The title is a bit clickbaity but the article is worth a read. To keep it short:
- large subreddits stopped protesting
- 1.8k subreddits are still in the dark, but those are rather small
- [from the article] "Though the Reddit team likely caused permanent damage to the platform and its relationship with users, Spez got his way. But that victory might not mean much."
IMO it was a Pyrrhic victory. Sure, the protests ended, and most users are still stuck in that shithole... but the reputation damage won't be reversed, Reddit managed to seed its competitors (as this one) with the necessary userbase to make them functional, and odds are that Reddit will keep going in its death spiral.
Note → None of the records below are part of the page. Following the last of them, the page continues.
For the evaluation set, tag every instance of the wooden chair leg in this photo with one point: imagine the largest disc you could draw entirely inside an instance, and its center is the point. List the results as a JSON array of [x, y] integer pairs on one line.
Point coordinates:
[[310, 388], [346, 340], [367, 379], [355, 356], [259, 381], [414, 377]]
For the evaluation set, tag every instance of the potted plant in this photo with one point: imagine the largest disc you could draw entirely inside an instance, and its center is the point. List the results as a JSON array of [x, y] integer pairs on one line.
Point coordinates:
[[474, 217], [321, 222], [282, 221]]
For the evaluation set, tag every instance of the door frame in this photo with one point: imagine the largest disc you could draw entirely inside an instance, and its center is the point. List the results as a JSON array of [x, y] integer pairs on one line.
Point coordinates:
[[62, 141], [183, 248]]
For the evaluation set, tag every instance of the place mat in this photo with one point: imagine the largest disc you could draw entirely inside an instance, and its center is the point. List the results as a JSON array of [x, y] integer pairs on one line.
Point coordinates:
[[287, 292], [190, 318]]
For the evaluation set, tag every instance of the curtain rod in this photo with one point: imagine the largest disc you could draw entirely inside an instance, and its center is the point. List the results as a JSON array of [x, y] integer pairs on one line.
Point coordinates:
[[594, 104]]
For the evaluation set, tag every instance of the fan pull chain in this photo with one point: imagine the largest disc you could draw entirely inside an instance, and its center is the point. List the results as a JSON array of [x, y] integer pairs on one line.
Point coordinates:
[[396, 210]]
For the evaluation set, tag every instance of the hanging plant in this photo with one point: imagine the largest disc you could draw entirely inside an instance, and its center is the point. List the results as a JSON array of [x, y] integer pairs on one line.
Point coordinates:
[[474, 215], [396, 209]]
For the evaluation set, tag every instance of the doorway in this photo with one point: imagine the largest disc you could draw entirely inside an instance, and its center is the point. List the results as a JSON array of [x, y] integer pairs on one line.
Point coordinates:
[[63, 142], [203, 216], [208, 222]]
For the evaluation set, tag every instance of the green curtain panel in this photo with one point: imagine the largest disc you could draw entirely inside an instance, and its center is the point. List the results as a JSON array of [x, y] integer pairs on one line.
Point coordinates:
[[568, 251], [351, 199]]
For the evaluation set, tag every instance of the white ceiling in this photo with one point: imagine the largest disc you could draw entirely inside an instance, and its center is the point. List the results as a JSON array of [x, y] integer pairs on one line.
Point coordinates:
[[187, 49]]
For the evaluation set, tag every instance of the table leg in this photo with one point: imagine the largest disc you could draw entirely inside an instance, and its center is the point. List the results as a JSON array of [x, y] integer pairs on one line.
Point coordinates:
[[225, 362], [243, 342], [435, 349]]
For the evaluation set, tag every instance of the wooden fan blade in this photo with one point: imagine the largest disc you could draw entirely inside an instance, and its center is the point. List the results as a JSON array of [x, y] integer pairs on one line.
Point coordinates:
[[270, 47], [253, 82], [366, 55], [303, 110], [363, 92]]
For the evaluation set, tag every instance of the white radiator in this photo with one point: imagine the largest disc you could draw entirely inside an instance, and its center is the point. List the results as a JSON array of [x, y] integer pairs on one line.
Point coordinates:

And that doesn't even take into account the amount of bad press that it generated, that will hurt IPO numbers for sure.
I was pretty much unsubscribed from or had blocked the major default subs long time ago, so while those subs got headlines and attention those that subscribed to the smaller ones may have seen not much difference. Lot of the subs I had been subscribed to functioned as normal under the explanation of we are too small to matter. And so my feed was mostly unimpacted.
The large subs have been the easiest to replace while the small ones which is what made reddit unique have been challenging. So reluctance of lot of those type of subs to do anything made it a loss from the start. Big subs setting the tone like nba and apple folding immediately afterwards didn't help either to convince the ones that had joined to follow through.
It was lost couple days in, since lot of the mods never wanted or were willing to leave reddit begin with and showed that hand immediately.